Sergeant Taura slung the Eurasian girl over one broad shoulder and the blonde over the other, apparently without noticing their weight, and they herded the mob of frightened girls down the end stairs. Taura made them walk two-by-two, holding hands, keeping them rather better organized than he would have expected. The girls’ hushed voices burbled in shock when they were directed into the boys’ dormitory section. “We’re not allowed down here,” one tried to protest, in tears. “We’ll get in trouble.”

Thorne had six stunned boys laid out face-up on the corridor floor, and another twenty-odd lined up leaning against the wall, legs spread, arms extended, prisoner-control posture, with a couple of nervous troopers yelling at them and keeping them in their places. Some clones looked angry, some were crying, and all looked scared to death.

He looked with dismay at the pile of stunner victims. “How are we going to carry them all?”

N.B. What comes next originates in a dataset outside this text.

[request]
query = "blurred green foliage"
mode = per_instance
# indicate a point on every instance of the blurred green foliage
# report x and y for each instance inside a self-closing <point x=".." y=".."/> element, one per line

“Have some carry the rest,” Taura said. “It leaves your hands free and ties up theirs.” She gently laid down her own burdens at the end of the row.

“Good,” said Thorne, jerking its gaze, with difficulty, from fascinated fixation on the doll-woman. “Worley, Kesterton, let’s—” its voice stopped, as the same static-laden emergency message over-rode channels in both their command helmets.